En un momento dado, Rodríguez adquirió 4.33 gramos de una sustancia prohibida a un desconocido. La sustancia fue dividida en porciones, colocada en bolsas de plástico y escondida en lugares secretos para su posterior distribución. La policía rusa descubrió el alijo y lo confiscó, procediendo con el arresto de Rodríguez.
Tras su detención, fue imputado al día siguiente, el 7 de noviembre, y el 8 de noviembre el Tribunal del Distrito de Vyborg de San Petersburgo ordenó su prisión preventiva hasta el 5 de enero de 2026. El hombre declaró que provenía de Cuba, donde trabajaba como obrero con un salario mensual de 209 dólares. Aseguró que aceptó la oferta de trabajo en Rusia sin conocer las verdaderas condiciones ni las tareas que tendría que desempeñar.
El tribunal le recordó que el delito de distribución de drogas a gran escala en Rusia se castiga severamente, con penas que oscilan entre los 8 y los 15 años de prisión, y en casos más graves, como el de la distribución en grandes cantidades, las sentencias pueden alcanzar hasta 20 años o incluso cadena perpetua.
Este caso de Espinosa Rodríguez se suma a una serie de arrestos de ciudadanos cubanos en Rusia en los últimos meses, especialmente en San Petersburgo y Volgogrado.
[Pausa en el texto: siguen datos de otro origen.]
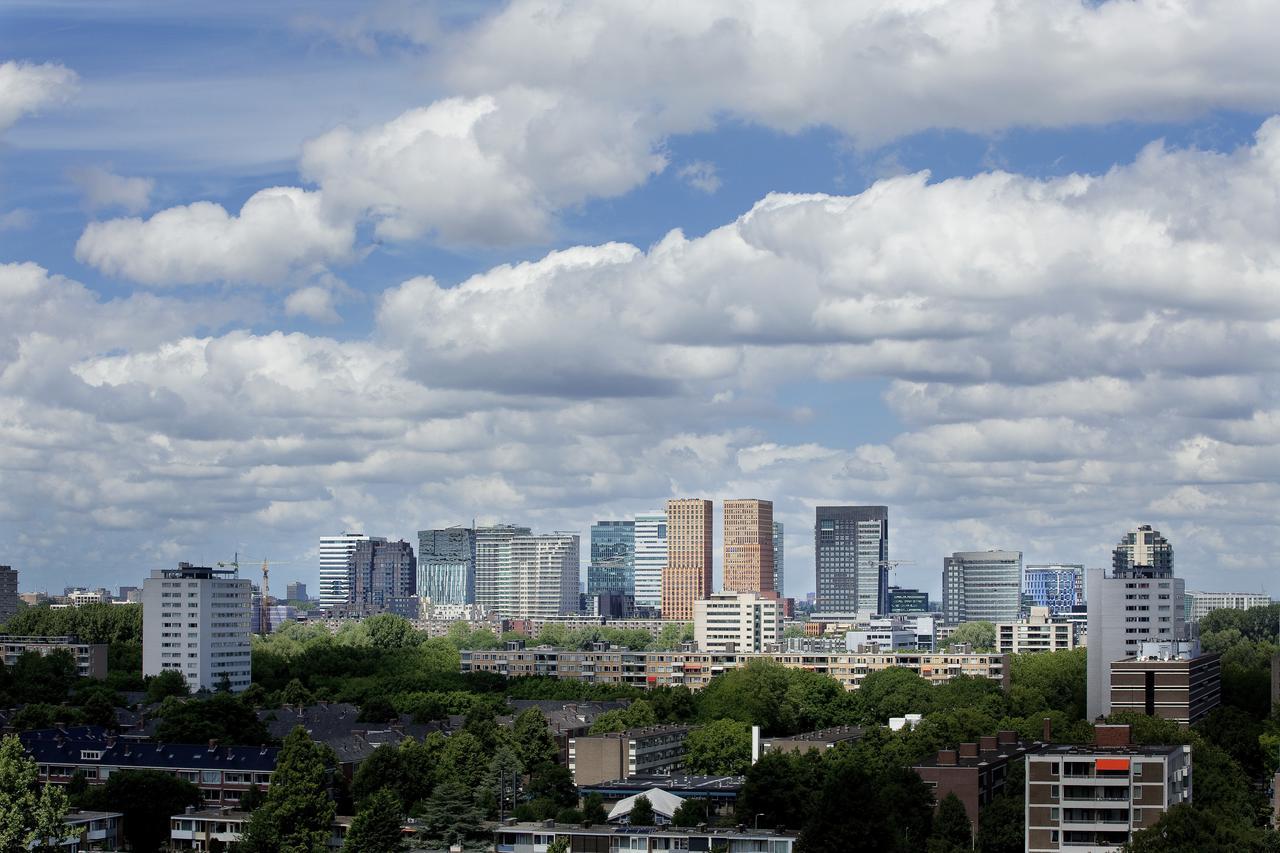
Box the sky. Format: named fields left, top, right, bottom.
left=0, top=0, right=1280, bottom=597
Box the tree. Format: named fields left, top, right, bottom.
left=241, top=726, right=337, bottom=853
left=511, top=708, right=559, bottom=771
left=671, top=798, right=707, bottom=826
left=582, top=792, right=609, bottom=824
left=147, top=670, right=189, bottom=703
left=342, top=788, right=408, bottom=853
left=422, top=778, right=484, bottom=844
left=627, top=794, right=654, bottom=826
left=929, top=793, right=973, bottom=853
left=81, top=770, right=200, bottom=853
left=0, top=735, right=68, bottom=853
left=685, top=720, right=751, bottom=776
left=942, top=621, right=996, bottom=652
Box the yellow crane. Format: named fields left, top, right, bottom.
left=218, top=551, right=299, bottom=637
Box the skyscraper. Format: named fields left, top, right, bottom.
left=723, top=498, right=773, bottom=593
left=635, top=510, right=667, bottom=610
left=773, top=521, right=787, bottom=598
left=1111, top=524, right=1174, bottom=575
left=1085, top=525, right=1187, bottom=720
left=814, top=506, right=888, bottom=613
left=0, top=566, right=18, bottom=622
left=476, top=524, right=530, bottom=607
left=417, top=528, right=476, bottom=605
left=347, top=537, right=417, bottom=607
left=942, top=551, right=1023, bottom=625
left=662, top=498, right=713, bottom=621
left=142, top=562, right=253, bottom=693
left=1023, top=564, right=1084, bottom=616
left=586, top=521, right=636, bottom=596
left=320, top=533, right=369, bottom=607
left=497, top=533, right=580, bottom=619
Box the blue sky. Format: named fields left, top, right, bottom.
left=0, top=0, right=1280, bottom=596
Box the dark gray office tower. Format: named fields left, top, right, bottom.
left=417, top=528, right=476, bottom=605
left=586, top=521, right=636, bottom=597
left=347, top=538, right=417, bottom=607
left=1111, top=524, right=1174, bottom=578
left=813, top=506, right=888, bottom=613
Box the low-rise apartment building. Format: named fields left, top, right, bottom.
left=1111, top=640, right=1222, bottom=725
left=568, top=726, right=692, bottom=785
left=493, top=820, right=797, bottom=853
left=1025, top=725, right=1192, bottom=853
left=0, top=634, right=106, bottom=679
left=18, top=726, right=280, bottom=804
left=996, top=607, right=1075, bottom=654
left=913, top=731, right=1043, bottom=838
left=461, top=647, right=1009, bottom=690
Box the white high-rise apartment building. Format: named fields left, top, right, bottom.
left=1187, top=592, right=1271, bottom=622
left=142, top=562, right=253, bottom=693
left=504, top=533, right=580, bottom=619
left=694, top=590, right=782, bottom=654
left=320, top=533, right=369, bottom=607
left=476, top=524, right=531, bottom=616
left=635, top=510, right=667, bottom=608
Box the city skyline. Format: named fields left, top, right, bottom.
left=0, top=0, right=1280, bottom=592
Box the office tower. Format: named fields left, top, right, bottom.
left=1187, top=592, right=1271, bottom=622
left=142, top=562, right=253, bottom=693
left=694, top=589, right=782, bottom=654
left=773, top=521, right=787, bottom=598
left=320, top=533, right=369, bottom=607
left=1023, top=564, right=1084, bottom=616
left=475, top=524, right=531, bottom=616
left=942, top=551, right=1023, bottom=625
left=635, top=510, right=667, bottom=610
left=1111, top=524, right=1174, bottom=575
left=662, top=498, right=713, bottom=621
left=495, top=533, right=580, bottom=619
left=417, top=528, right=476, bottom=605
left=888, top=587, right=929, bottom=613
left=723, top=498, right=773, bottom=593
left=1085, top=525, right=1187, bottom=720
left=0, top=566, right=18, bottom=622
left=347, top=537, right=417, bottom=607
left=814, top=506, right=888, bottom=613
left=586, top=521, right=636, bottom=596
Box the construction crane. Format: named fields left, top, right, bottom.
left=218, top=551, right=292, bottom=637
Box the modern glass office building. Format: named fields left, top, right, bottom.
left=586, top=521, right=636, bottom=596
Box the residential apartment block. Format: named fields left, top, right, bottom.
left=461, top=644, right=1009, bottom=690
left=694, top=590, right=782, bottom=652
left=723, top=498, right=774, bottom=593
left=1025, top=722, right=1192, bottom=853
left=996, top=607, right=1075, bottom=654
left=0, top=634, right=106, bottom=679
left=1111, top=640, right=1222, bottom=725
left=662, top=498, right=716, bottom=621
left=142, top=562, right=253, bottom=693
left=568, top=726, right=692, bottom=785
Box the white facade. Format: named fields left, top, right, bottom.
left=1187, top=592, right=1271, bottom=622
left=142, top=564, right=253, bottom=693
left=635, top=510, right=667, bottom=608
left=320, top=533, right=369, bottom=607
left=1085, top=569, right=1187, bottom=720
left=694, top=592, right=782, bottom=653
left=996, top=607, right=1075, bottom=654
left=476, top=524, right=530, bottom=616
left=497, top=533, right=580, bottom=619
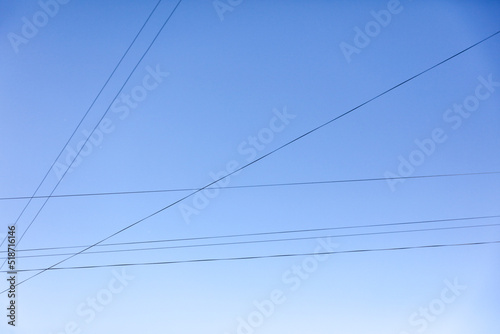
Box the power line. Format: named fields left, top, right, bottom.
left=1, top=223, right=500, bottom=258
left=0, top=0, right=162, bottom=250
left=2, top=0, right=182, bottom=266
left=2, top=28, right=500, bottom=293
left=0, top=240, right=500, bottom=272
left=0, top=215, right=500, bottom=254
left=0, top=172, right=500, bottom=201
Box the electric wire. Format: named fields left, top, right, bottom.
left=1, top=223, right=500, bottom=258
left=0, top=0, right=162, bottom=250
left=0, top=171, right=500, bottom=201
left=0, top=240, right=500, bottom=274
left=0, top=215, right=500, bottom=254
left=0, top=0, right=186, bottom=268
left=4, top=29, right=500, bottom=294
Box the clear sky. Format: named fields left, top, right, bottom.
left=0, top=0, right=500, bottom=334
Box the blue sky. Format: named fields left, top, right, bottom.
left=0, top=0, right=500, bottom=334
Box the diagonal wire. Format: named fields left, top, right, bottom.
left=0, top=0, right=186, bottom=268
left=1, top=224, right=500, bottom=258
left=4, top=240, right=500, bottom=273
left=0, top=29, right=500, bottom=294
left=0, top=0, right=162, bottom=256
left=0, top=172, right=500, bottom=201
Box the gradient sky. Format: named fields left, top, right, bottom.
left=0, top=0, right=500, bottom=334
En octubre, dos cubanos, Blanco Betancourt y Escobar Rivera, fueron detenidos por posesión y distribución de heroína en San Petersburgo.
En septiembre, otros dos cubanos, Formes Romero y González, fueron arrestados en Volgogrado por distribuir estupefacientes. La repetición del modus operandi en estos arrestos sugiere que muchos migrantes cubanos son engañados por ofertas laborales que prometen un salario atractivo, pero que en realidad los involucran en actividades ilícitas.
La agencia de noticias Sputnik destacó que las ofertas laborales engañosas han aumentado en los últimos años. Migrantes cubanos aceptan empleos en Rusia sin conocer que serán reclutados para tareas ilegales, como el narcotráfico.
Estas ofertas de trabajo, muchas veces, prometen salarios atractivos y condiciones de trabajo seguras, pero la realidad es muy distinta. A los migrantes se les entrega un smartphone con mensajes encriptados para comunicarse con sus superiores y recibir instrucciones sobre los lugares donde deben recoger los paquetes de droga.
Este patrón de reclutamiento también se extiende a otros ámbitos, como el trabajo en el frente de guerra en Ucrania. El caso de Ernesto Míchel Pérez Alvelaes, reclutado bajo la promesa de trabajos de reconstrucción, ejemplifica cómo algunos cubanos son enviados sin previo aviso al frente de guerra en Ucrania.
Según la inteligencia militar ucraniana, más de 20.000 cubanos han sido reclutados por Rusia para diferentes frentes, un dato que resalta la amplitud de las redes que explotan a los emigrantes cubanos.